BigQuery OSS package elementary processing to much data with long history or frequent runs
Is your feature request related to a problem? Please describe.
I'm using the open source package elementary in BigQuery, when the schedule of the dbt run/test/build etc. it's frequent (ie I'm talking every 15 minutes) since the elementary tables aren't clustered or partitioned, the MERGE (default incremental strategy) becomes very expensive.
Describe the solution you'd like
I'd like elementary not to process so much data when appending new dbt runs metadata
Describe alternatives you've considered
There are a few options here that might work
-
simple: add a cluster key = the unique key for the elementary models when the adapter is BigQuery ie. add to the model config cluster_by only when the adapter is BigQuery
-
more complex: add an incremental_predicates that only scans current day if duplicates can happen, but still this would require the model to be partitioned on a specific date, which at the moment is not happening.

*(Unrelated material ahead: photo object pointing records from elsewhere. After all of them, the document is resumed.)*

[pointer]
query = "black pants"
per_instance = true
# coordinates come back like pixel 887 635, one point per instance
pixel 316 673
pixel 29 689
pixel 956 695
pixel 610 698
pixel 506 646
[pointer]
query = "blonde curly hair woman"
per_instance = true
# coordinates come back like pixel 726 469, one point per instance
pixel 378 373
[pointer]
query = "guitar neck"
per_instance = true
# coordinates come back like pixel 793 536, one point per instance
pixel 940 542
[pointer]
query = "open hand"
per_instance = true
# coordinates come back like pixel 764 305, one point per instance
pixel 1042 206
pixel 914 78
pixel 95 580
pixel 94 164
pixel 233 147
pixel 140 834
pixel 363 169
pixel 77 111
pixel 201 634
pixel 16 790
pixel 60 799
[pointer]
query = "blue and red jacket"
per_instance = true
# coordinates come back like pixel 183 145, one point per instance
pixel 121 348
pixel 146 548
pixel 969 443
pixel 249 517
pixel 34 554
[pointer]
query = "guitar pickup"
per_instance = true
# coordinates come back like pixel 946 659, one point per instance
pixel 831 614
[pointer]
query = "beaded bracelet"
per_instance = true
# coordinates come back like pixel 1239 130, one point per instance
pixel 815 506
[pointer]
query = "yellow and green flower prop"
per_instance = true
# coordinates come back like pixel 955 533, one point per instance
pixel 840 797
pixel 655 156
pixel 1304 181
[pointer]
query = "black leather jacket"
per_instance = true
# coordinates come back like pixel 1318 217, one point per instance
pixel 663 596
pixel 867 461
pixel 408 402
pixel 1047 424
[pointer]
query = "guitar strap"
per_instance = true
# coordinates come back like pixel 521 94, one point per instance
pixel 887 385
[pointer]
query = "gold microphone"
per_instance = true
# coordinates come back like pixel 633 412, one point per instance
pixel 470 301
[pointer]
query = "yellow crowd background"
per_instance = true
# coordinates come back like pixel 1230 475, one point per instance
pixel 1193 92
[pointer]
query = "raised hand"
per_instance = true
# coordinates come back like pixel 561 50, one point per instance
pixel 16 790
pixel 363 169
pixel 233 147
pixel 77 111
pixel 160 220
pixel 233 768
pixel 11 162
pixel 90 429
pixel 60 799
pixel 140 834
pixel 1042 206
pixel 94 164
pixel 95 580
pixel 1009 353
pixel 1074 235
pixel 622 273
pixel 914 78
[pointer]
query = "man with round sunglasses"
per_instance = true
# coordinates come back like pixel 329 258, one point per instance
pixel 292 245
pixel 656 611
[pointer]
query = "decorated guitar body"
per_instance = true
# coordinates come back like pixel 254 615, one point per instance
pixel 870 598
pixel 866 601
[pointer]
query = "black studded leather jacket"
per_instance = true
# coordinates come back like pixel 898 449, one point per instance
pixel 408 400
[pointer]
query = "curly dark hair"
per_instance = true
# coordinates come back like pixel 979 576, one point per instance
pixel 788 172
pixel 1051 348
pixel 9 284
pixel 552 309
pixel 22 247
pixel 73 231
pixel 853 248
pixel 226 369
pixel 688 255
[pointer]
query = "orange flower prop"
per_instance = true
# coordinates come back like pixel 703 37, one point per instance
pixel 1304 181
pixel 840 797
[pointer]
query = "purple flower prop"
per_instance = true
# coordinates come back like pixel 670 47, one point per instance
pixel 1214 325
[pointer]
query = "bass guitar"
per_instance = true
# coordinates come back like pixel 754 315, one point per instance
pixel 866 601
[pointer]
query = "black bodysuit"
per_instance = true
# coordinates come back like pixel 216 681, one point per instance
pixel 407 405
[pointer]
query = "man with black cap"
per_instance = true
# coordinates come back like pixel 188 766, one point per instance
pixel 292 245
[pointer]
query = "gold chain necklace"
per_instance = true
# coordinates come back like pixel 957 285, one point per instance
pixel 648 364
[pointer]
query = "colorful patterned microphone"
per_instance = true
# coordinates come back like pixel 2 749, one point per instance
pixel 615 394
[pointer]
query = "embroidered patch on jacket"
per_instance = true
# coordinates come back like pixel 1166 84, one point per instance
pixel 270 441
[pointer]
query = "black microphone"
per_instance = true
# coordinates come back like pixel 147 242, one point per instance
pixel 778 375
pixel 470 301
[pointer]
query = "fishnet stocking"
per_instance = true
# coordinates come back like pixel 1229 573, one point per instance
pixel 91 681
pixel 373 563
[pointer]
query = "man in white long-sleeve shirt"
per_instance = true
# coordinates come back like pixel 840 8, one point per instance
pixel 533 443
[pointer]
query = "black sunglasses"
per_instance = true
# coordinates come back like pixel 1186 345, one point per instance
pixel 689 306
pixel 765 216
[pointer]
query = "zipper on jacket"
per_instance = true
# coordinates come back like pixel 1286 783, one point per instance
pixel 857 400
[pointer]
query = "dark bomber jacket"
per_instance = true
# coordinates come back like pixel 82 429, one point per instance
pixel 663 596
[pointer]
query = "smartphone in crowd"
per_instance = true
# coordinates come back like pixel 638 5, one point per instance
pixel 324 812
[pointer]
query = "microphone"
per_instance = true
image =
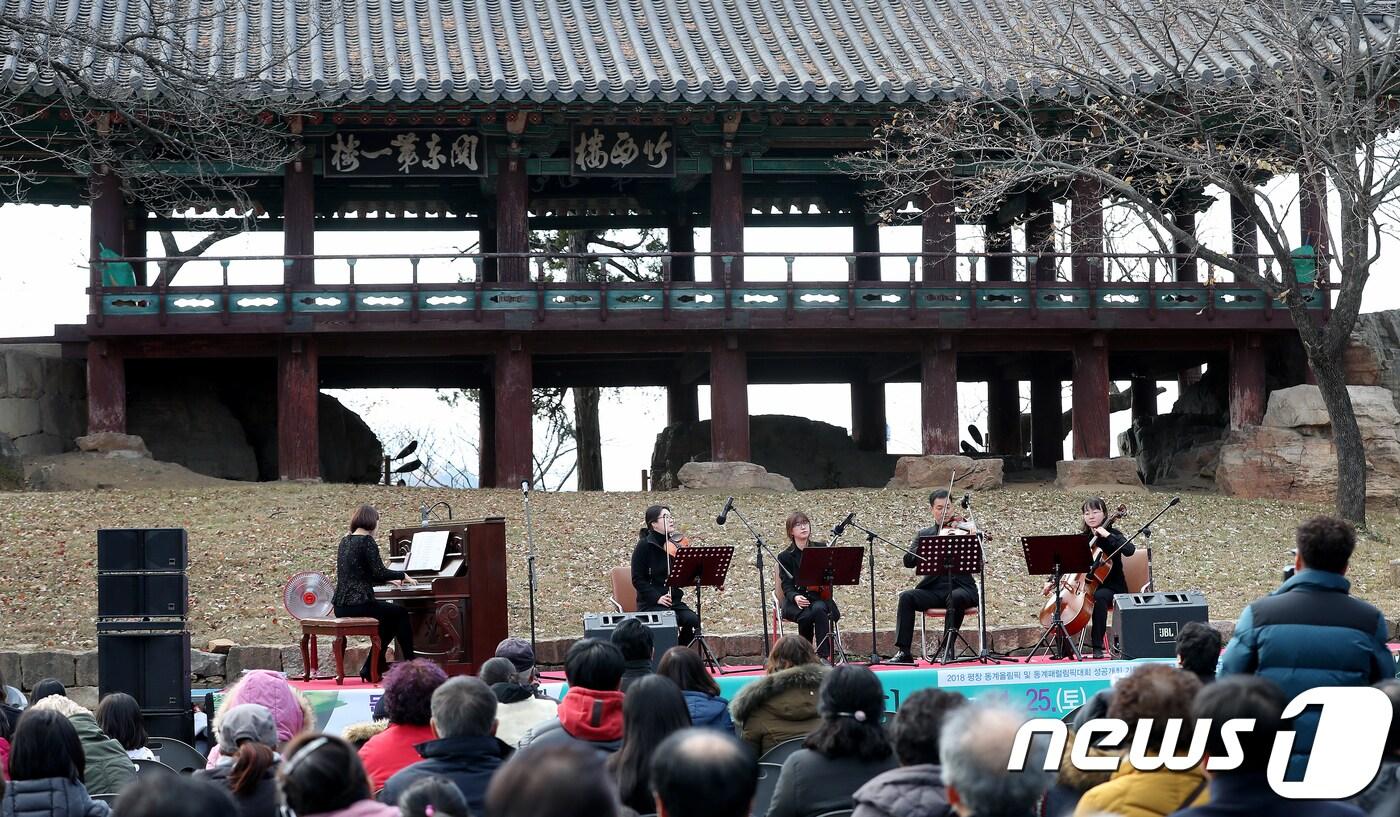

Having the models to be partitioned on a date might be beneficial for using/storing the elementary tables as well.
-
more complex: is it possible for the model to be append only: create a different incremental strategy for BigQuery that is append only or take advantage of the fact that merge without unique key behaves like append in BigQuery: anyway there shouldn't be duplicates? still good idea to add partitions on a date, so that querying the target table is not too expensive.
Additional context
N/A can provide estimate of the processed data on the merge I'm using version 0.16.0 + dbt-bigquery and dbt-core 1.8.*
Would you be willing to contribute this feature?
Yes I'd be happy to contribute, but not sure what's the best course of action, maybe option 1. is the simplest (easier to implement), but 2/3 sounds better, considering BigQuery best practices.
Hey @marzaccaro ! Thanks for raising this.
I understand what you're explaining, and I think the best practice in this case would be to actually change the cadence of the Elementary on-run-end hooks. You can disable them this way and run dbt run --select elementary when you want them to run (say, hourly). 😄
This issue is stale because it has been open for too long with no activity. If you would like the issue to remain open, please remove the stale label or leave a comment.
This issue was closed because it has been inactive for too long while being marked as stale. If you would like the issue to reopen, please leave a comment.